Writer: Tom King
Artists: Tony S. Daniel, Danny Miki, Tomeu Morey
DC Comics, 2018
SOMETIMES I LOVE BATMAN. The artwork by Tony S. Daniel attracted me to this 2018 storyline in BATMAN #55-57 by writer Tom King, called “Beasts of Burden.” Wonderful spreads of the caped detective in action on the first page and panels of perfectly detailed faces lured me inside. Backgrounds pop into sharp perspectives like wearing 3-D glasses.
The elegant dimensionality in the art is matched in the story, with text bubbles in a cafe for example, imitating the experience of being surrounded by snatched sentences in the atmosphere, sitting hours at a table. This is where the out-of-town villain kills time before running off to kill someone.

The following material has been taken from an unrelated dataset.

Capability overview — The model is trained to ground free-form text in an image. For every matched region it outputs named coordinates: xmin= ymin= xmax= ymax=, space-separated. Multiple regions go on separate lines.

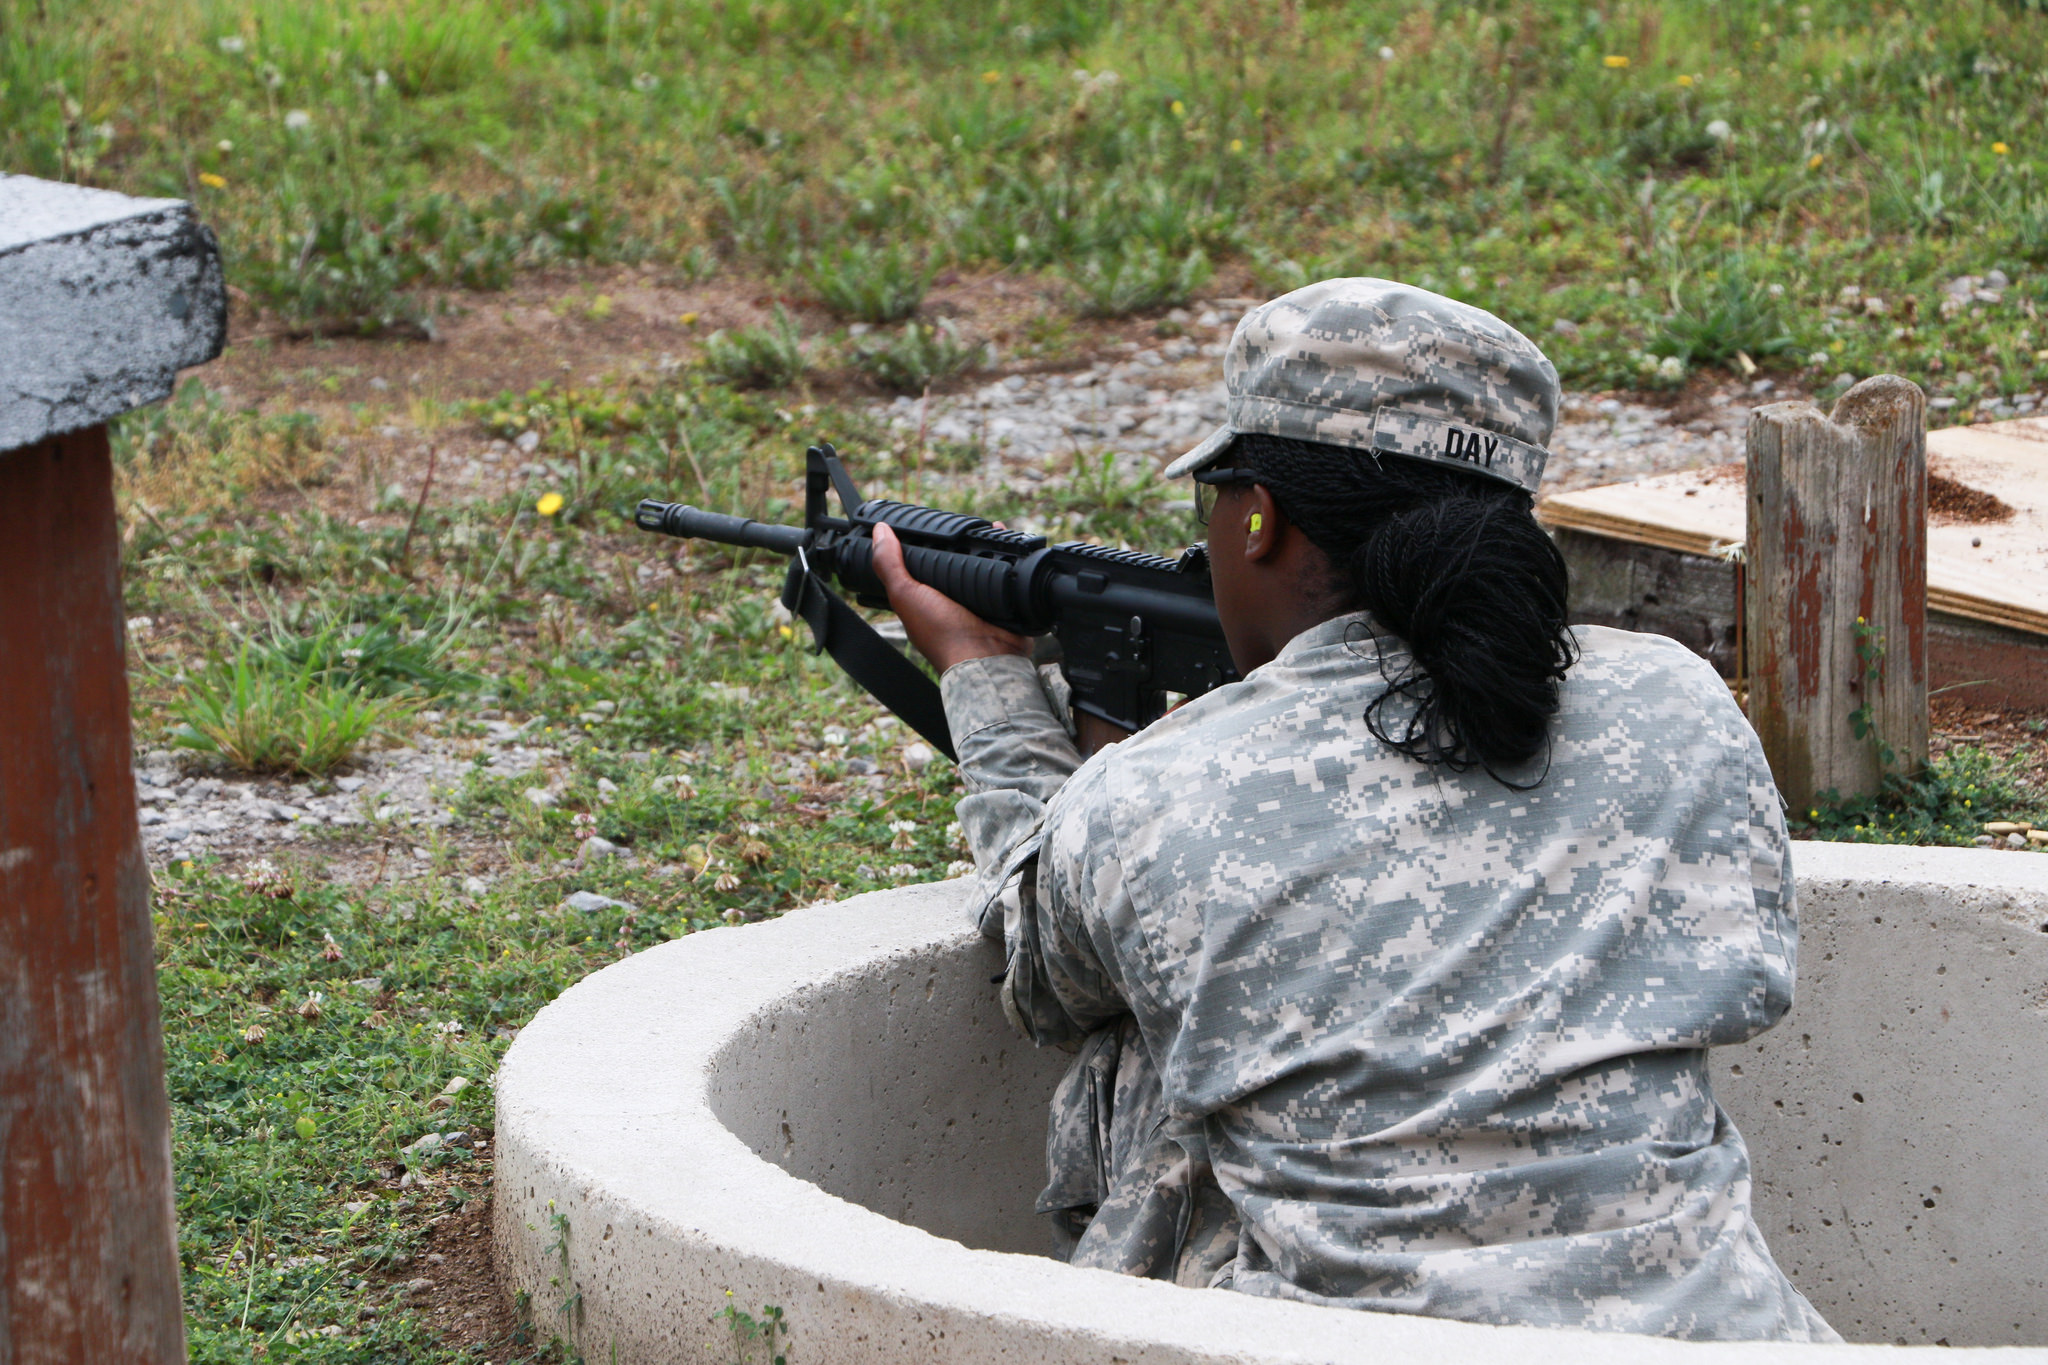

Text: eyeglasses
xmin=1191 ymin=468 xmax=1258 ymax=526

Conversations in gray Gotham suck. The poverty and emptiness of people generally in public places in America is obvious in comparison to other national cultures where literacy and education, and services for social equity over generations worked, leading to a kind of intellectual density rare in America, and utterly absent in Gotham City, which of course, is why the grime fighter Batman has to exist.
When Batman first appears, running through a rain-pelted night with his cape arched behind him, and Robin tagging along on his wing, I had to wonder how creepy this version of him would be. Myriad renditions ride a jagged edge between noble characteristics and dark behavior. Who is he this time?
Pleasingly, this question turns out to be a sub-theme in the first issue, exactly the topic Robin chatters on about as the duo pop into panoramic action. Mostly it’s a one-sided conversation.
“Let’s switch,” the kid proposes between punches. Pow! “I’ll do sad grunts. You do puns.”
Batman firmly responds no, and grunts. He’s working. Insight into his taciturn character continues through the final thrilling scene in the third issue. He looms over the story as the emblem you really came to see.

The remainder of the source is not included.